Abstract:Simulations of biophysical systems have provided a huge contribution to our fundamental understanding of human physiology and remain a central pillar for developments in medical devices and human machine interfaces. However, despite their successes, such simulations usually rely on highly computationally expensive numerical modelling, which is often inefficient to adapt to new simulation parameters. This limits their use in dynamic models of human behavior, for example in modelling the electric fields generated by muscles in a moving arm. We propose the alternative approach to use conditional generative models, which can learn complex relationships between the underlying generative conditions whilst remaining inexpensive to sample from.

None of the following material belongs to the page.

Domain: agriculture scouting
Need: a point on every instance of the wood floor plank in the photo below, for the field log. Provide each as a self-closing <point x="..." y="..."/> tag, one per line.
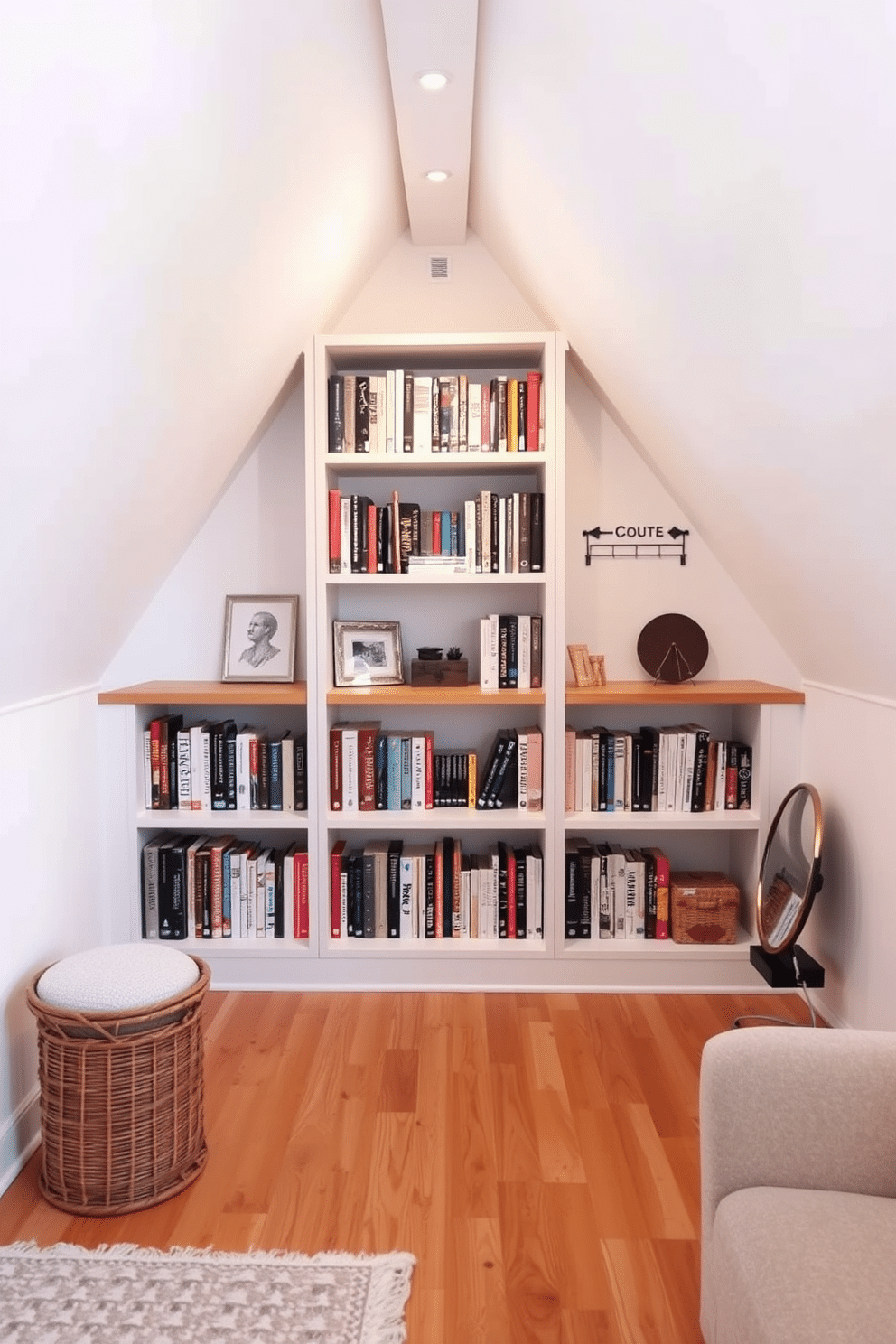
<point x="537" y="1153"/>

As a demonstration of this concept, we present BioMime, a hybrid architecture that combines elements of deep latent variable models and conditional adversarial training to construct a generative model that can both transform existing data samples to reflect new modelling assumptions and sample new data from a conditioned distribution. We demonstrate that BioMime can learn to accurately mimic a complex numerical model of human muscle biophysics and then use this knowledge to continuously sample from a dynamically changing system in real-time. We argue that transfer learning approaches with conditional generative models are a viable solution for dynamic simulation with any numerical model.